I’m not so big on labels. Whether it’s people or clothing, they don’t matter much to me. And it’s always amusing when folks label me. One of the things that frustrates folks most when trying to put me in a box is the way I eat. I gave up meat and dairy four years ago, but I still eat seafood. It’s neither strict vegan nor vegetarian nor pescatarian. If I had to label it, I’d call it Cheatin’ Vegan. It really boils down to eating lots of produce and beans. I added eggs when I was preggers to help meet my daily protein counts—I kept track for a week and found that the magic 75 grams was elusive on most days. I’m still nursing, so I’m still eating them, though without cheese, the magic is gone. :-)

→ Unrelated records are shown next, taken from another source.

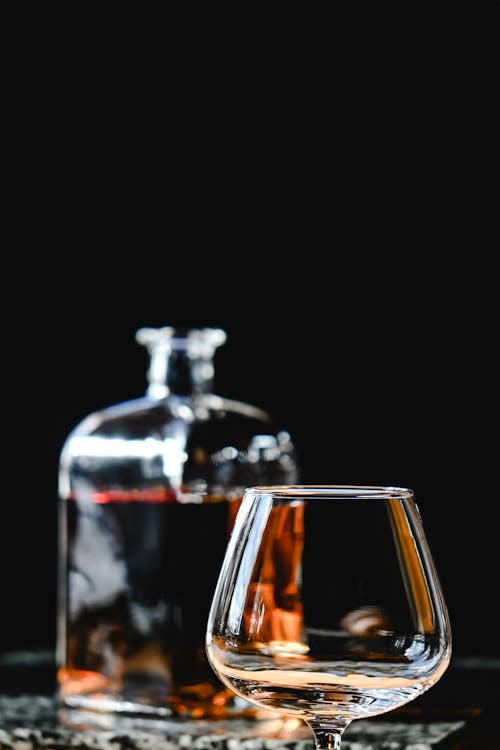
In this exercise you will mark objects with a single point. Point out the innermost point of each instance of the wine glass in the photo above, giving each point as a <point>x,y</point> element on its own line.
<point>328,606</point>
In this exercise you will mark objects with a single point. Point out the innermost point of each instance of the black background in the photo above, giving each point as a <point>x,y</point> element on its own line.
<point>329,199</point>
<point>363,344</point>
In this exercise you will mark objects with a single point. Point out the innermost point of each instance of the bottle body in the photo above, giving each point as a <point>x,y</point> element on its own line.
<point>149,490</point>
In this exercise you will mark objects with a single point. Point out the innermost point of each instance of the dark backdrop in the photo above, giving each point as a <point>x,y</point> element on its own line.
<point>364,341</point>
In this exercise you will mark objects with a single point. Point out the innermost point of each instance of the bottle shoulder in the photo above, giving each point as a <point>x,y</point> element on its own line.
<point>140,416</point>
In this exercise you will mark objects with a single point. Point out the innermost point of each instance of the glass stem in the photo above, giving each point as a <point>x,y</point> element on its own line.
<point>327,732</point>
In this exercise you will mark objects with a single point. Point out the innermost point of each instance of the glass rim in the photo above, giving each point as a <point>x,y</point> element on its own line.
<point>331,490</point>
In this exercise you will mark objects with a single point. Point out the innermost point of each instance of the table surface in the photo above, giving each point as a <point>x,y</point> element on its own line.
<point>459,712</point>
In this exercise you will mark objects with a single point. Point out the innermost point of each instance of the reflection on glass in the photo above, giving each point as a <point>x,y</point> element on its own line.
<point>328,606</point>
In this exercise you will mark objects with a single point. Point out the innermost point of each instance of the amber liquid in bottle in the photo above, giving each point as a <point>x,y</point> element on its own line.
<point>142,572</point>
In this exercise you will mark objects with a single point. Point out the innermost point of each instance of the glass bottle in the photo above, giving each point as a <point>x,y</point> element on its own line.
<point>148,493</point>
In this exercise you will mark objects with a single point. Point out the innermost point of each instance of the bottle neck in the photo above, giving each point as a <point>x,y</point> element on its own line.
<point>177,372</point>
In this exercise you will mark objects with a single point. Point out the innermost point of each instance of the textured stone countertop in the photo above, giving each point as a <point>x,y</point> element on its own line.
<point>31,719</point>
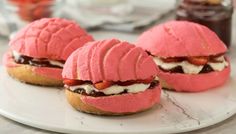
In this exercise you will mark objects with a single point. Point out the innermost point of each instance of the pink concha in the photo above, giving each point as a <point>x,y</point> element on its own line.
<point>111,60</point>
<point>181,38</point>
<point>51,38</point>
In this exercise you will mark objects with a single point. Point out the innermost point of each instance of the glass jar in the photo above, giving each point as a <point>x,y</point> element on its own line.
<point>215,14</point>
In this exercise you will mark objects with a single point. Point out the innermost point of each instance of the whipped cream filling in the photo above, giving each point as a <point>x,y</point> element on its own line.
<point>114,89</point>
<point>17,55</point>
<point>189,68</point>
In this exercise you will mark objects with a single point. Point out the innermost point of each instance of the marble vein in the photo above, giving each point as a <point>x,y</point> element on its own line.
<point>173,101</point>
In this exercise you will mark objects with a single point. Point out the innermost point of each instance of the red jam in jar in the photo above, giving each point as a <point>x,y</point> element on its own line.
<point>215,14</point>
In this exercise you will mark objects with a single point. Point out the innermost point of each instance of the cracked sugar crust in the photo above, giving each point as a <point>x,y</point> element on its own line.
<point>110,60</point>
<point>52,38</point>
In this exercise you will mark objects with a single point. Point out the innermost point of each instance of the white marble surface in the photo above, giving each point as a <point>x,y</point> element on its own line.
<point>226,127</point>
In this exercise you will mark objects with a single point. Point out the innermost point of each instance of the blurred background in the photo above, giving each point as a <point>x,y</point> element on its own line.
<point>119,15</point>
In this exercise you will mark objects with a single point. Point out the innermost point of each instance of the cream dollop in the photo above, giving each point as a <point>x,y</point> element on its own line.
<point>115,89</point>
<point>189,68</point>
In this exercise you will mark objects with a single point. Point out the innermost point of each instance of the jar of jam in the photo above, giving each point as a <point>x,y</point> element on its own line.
<point>215,14</point>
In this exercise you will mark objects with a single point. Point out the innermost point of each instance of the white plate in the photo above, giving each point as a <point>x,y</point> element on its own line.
<point>46,108</point>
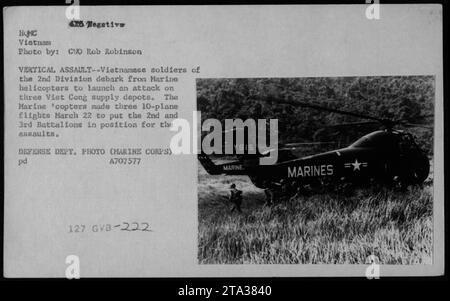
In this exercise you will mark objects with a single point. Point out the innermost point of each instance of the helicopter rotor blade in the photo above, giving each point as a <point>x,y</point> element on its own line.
<point>353,124</point>
<point>322,108</point>
<point>414,125</point>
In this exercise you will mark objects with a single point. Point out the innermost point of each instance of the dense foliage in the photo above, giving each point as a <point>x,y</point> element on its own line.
<point>395,97</point>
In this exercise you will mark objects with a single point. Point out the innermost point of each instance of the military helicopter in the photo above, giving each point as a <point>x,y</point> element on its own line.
<point>388,155</point>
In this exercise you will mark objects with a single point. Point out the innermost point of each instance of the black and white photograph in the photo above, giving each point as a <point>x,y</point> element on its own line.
<point>244,146</point>
<point>353,176</point>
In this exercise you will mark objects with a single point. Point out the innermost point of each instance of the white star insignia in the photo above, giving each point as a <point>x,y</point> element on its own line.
<point>356,165</point>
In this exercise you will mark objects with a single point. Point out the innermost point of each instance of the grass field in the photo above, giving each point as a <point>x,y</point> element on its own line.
<point>323,228</point>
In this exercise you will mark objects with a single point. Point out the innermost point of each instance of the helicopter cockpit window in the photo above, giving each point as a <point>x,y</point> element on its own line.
<point>377,140</point>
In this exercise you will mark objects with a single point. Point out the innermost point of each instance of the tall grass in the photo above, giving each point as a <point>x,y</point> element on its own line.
<point>323,228</point>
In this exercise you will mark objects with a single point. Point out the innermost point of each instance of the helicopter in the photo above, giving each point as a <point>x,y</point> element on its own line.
<point>387,156</point>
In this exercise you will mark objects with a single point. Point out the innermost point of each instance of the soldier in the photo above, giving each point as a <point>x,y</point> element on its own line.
<point>269,194</point>
<point>235,198</point>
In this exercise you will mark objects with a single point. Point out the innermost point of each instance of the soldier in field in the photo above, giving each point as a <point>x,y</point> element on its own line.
<point>235,198</point>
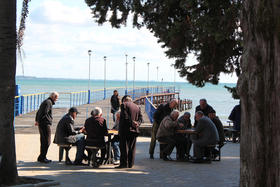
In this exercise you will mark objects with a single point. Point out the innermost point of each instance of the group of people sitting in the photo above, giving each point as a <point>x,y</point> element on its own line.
<point>95,129</point>
<point>208,130</point>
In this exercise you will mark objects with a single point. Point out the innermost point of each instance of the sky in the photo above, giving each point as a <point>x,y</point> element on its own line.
<point>59,34</point>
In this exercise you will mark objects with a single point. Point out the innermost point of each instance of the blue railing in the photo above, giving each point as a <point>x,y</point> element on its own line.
<point>31,102</point>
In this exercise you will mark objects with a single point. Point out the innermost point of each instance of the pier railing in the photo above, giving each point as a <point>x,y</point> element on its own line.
<point>31,102</point>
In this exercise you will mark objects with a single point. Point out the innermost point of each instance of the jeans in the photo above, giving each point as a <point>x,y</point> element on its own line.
<point>116,149</point>
<point>80,143</point>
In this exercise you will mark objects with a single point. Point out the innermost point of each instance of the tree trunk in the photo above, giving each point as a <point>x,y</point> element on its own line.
<point>8,169</point>
<point>259,87</point>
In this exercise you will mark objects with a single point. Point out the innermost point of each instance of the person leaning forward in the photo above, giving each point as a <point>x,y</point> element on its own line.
<point>207,134</point>
<point>166,133</point>
<point>162,111</point>
<point>66,134</point>
<point>44,121</point>
<point>130,120</point>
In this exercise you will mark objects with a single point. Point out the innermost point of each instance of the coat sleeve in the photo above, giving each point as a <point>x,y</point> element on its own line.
<point>157,113</point>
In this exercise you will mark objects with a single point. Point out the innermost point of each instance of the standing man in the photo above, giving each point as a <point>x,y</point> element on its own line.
<point>162,111</point>
<point>203,107</point>
<point>66,134</point>
<point>115,103</point>
<point>44,121</point>
<point>130,120</point>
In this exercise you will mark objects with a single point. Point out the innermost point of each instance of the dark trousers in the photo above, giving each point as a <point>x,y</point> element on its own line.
<point>45,140</point>
<point>127,149</point>
<point>153,138</point>
<point>173,141</point>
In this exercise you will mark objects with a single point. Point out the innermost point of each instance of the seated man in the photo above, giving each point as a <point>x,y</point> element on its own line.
<point>116,140</point>
<point>207,134</point>
<point>166,133</point>
<point>96,128</point>
<point>186,124</point>
<point>65,134</point>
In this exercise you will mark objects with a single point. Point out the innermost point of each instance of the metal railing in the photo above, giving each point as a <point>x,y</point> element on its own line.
<point>31,102</point>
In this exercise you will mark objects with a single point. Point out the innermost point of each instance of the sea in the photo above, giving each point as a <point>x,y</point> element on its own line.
<point>216,95</point>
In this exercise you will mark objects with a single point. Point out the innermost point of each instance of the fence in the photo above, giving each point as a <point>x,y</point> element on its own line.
<point>31,102</point>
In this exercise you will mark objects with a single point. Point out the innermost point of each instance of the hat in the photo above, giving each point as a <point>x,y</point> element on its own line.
<point>73,109</point>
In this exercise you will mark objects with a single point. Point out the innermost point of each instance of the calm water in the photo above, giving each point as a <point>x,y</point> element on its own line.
<point>217,96</point>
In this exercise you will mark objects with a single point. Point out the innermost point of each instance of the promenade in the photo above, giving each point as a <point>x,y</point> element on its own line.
<point>146,172</point>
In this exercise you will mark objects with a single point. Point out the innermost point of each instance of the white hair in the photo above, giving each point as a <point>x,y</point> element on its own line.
<point>97,111</point>
<point>53,94</point>
<point>174,112</point>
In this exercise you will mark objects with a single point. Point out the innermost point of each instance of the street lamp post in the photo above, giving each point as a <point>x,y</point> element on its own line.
<point>125,74</point>
<point>89,58</point>
<point>133,77</point>
<point>148,79</point>
<point>105,77</point>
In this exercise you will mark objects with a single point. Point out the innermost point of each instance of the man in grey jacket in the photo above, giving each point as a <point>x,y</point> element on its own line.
<point>166,133</point>
<point>44,121</point>
<point>207,134</point>
<point>66,134</point>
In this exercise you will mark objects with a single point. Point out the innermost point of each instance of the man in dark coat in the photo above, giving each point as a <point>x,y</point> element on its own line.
<point>66,134</point>
<point>186,121</point>
<point>96,130</point>
<point>203,107</point>
<point>207,134</point>
<point>115,103</point>
<point>130,120</point>
<point>44,121</point>
<point>162,111</point>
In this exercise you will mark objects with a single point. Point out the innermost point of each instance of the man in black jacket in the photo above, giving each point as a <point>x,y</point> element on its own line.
<point>130,120</point>
<point>44,121</point>
<point>115,103</point>
<point>203,107</point>
<point>162,111</point>
<point>66,134</point>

Why did I move to this hard-to-pin-down diet? I read Skinny Bitch on the suggestion of my then-editor, Mimi Valdes, back when I was at Latina. It was originally published in 2005, so you probably already know this, but it’s not really a diet book. In fact, it’s not about being skinny at all. It’s really about how your body handles processed foods and foods derived from animals, and it pushes a vegan lifestyle, all with plenty of colorful language (hence the bitch in the title). I got three chapters in and yelled to my hubby that I was done eating meat. Cold (tofu) turkey.

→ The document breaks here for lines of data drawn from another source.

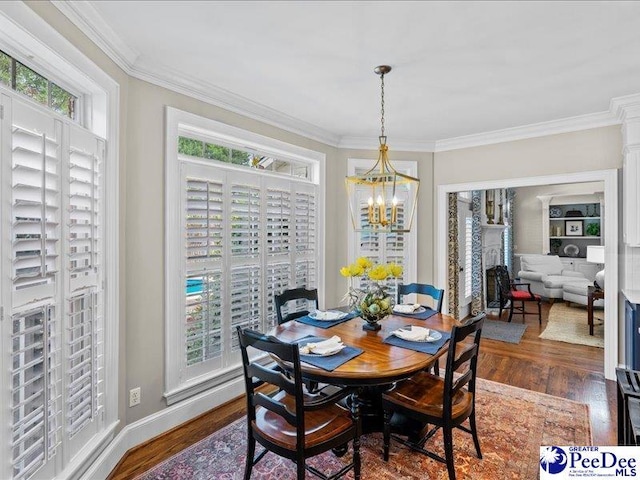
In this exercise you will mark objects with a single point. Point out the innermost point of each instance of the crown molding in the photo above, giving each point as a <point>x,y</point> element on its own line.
<point>212,94</point>
<point>89,21</point>
<point>84,16</point>
<point>625,108</point>
<point>396,144</point>
<point>553,127</point>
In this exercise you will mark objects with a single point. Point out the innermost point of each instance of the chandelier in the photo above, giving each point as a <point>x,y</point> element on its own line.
<point>382,199</point>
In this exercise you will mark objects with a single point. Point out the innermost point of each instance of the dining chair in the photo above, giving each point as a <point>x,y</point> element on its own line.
<point>293,423</point>
<point>445,402</point>
<point>509,293</point>
<point>282,303</point>
<point>422,289</point>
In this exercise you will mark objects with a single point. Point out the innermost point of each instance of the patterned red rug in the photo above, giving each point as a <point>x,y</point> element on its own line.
<point>512,425</point>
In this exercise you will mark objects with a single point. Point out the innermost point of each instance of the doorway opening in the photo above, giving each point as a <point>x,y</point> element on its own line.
<point>610,237</point>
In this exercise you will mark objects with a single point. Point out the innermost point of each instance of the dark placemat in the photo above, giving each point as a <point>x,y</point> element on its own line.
<point>330,362</point>
<point>420,316</point>
<point>307,320</point>
<point>424,347</point>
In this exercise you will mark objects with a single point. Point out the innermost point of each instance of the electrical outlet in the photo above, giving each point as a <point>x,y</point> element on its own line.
<point>134,396</point>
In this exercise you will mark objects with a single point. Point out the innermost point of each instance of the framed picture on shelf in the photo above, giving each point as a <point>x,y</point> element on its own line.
<point>573,228</point>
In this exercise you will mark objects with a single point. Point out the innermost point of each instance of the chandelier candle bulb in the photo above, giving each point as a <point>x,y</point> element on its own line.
<point>381,210</point>
<point>394,209</point>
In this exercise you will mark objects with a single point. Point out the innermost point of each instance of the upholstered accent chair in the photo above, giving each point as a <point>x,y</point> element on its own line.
<point>515,294</point>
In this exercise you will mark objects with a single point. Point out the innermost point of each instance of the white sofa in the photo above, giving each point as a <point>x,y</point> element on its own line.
<point>546,274</point>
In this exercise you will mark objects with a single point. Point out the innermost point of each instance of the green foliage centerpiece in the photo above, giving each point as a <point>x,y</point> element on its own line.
<point>372,303</point>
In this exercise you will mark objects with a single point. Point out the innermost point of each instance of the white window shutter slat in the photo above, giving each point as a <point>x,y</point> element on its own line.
<point>203,317</point>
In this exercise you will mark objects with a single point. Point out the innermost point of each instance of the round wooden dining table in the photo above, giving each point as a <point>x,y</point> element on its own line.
<point>379,365</point>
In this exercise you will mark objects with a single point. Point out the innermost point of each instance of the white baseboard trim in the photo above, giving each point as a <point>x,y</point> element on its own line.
<point>153,425</point>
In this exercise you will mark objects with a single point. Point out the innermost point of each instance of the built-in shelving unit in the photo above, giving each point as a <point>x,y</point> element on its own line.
<point>571,223</point>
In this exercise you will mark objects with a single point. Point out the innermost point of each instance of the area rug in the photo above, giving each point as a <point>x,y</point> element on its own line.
<point>503,331</point>
<point>512,425</point>
<point>569,324</point>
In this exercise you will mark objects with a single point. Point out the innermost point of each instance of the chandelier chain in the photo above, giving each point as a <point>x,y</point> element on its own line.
<point>382,104</point>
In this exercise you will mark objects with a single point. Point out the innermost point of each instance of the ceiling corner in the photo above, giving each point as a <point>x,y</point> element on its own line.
<point>84,16</point>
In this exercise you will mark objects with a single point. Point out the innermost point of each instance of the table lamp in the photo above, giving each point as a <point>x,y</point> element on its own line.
<point>595,254</point>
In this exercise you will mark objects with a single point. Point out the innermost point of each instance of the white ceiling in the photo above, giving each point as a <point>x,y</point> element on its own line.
<point>459,68</point>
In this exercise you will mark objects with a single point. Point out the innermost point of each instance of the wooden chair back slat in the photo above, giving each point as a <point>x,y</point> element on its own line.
<point>287,296</point>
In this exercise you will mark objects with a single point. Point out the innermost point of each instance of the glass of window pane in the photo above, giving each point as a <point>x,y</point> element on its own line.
<point>31,84</point>
<point>189,146</point>
<point>5,69</point>
<point>238,157</point>
<point>216,152</point>
<point>62,101</point>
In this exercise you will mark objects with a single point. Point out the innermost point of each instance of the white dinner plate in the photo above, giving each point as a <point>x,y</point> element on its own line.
<point>434,336</point>
<point>420,309</point>
<point>326,354</point>
<point>328,316</point>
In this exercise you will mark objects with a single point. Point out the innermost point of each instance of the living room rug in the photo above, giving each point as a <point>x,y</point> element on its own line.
<point>569,324</point>
<point>503,331</point>
<point>512,425</point>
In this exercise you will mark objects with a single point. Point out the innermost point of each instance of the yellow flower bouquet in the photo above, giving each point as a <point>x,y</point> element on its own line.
<point>374,303</point>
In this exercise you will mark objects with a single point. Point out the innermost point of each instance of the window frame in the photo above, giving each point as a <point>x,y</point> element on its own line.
<point>182,123</point>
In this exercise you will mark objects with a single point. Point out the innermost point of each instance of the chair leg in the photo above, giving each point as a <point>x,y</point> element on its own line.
<point>436,367</point>
<point>474,432</point>
<point>448,451</point>
<point>355,413</point>
<point>386,434</point>
<point>539,313</point>
<point>251,450</point>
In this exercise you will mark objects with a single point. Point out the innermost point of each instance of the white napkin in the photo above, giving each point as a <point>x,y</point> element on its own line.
<point>406,308</point>
<point>413,334</point>
<point>328,315</point>
<point>325,347</point>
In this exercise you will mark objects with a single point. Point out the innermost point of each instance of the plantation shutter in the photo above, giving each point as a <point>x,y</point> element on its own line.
<point>278,279</point>
<point>204,218</point>
<point>203,319</point>
<point>55,296</point>
<point>306,211</point>
<point>36,344</point>
<point>36,144</point>
<point>36,396</point>
<point>246,238</point>
<point>83,227</point>
<point>278,221</point>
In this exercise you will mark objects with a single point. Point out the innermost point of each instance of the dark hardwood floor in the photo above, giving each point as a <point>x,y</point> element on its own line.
<point>564,370</point>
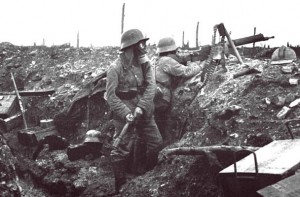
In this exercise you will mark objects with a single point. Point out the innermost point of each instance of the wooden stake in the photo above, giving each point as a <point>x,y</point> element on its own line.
<point>123,16</point>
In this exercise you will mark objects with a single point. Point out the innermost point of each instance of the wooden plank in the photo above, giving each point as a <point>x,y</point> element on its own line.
<point>31,92</point>
<point>8,106</point>
<point>11,122</point>
<point>277,158</point>
<point>285,187</point>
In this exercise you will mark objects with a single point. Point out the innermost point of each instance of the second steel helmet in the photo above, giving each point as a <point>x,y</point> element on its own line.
<point>283,55</point>
<point>165,45</point>
<point>131,37</point>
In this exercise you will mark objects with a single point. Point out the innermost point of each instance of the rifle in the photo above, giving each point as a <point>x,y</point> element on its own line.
<point>203,53</point>
<point>120,136</point>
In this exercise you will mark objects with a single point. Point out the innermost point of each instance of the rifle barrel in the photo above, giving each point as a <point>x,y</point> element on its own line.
<point>251,39</point>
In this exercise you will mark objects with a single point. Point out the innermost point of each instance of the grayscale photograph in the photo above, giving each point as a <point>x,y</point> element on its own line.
<point>149,98</point>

It’s never been difficult for me; I truly don’t miss meat. I think the fact that I have fish once or twice a week helps. Hubby has always been supportive, but he really wanted me to eat meat when I was pregnant. Luckily, after our 18-week ultrasound revealed that Babygirl was growing quite well, he stopped nagging me.
But of course the outside world didn’t. As is always the case when you’re pregnant, everyone has an opinion about how what you’re doing is wrong and dangerous for your baby. And it hasn’t stopped—I literally had someone tell me that I was going to kill my baby if I didn’t feed her meat, because her strict vegetarian friend’s kids were malnourished. Sigh. I just explained to her that meat is not necessary for a healthy diet, but that you have to work with your child’s pediatrician to be sure you’re giving them everything they need, because kids have different dietary needs than their grownup counterparts.
At this point, Babygirl eats everything I eat, minus the fish. But that changes tomorrow at lunch—she will have her first taste of fish, a bland piece of tilapia I baked for her yesterday. Here’s hoping she loves it!
What have well-meaning (and not so well-meaning) folks told you about the way you choose to feed your child? How did you handle it?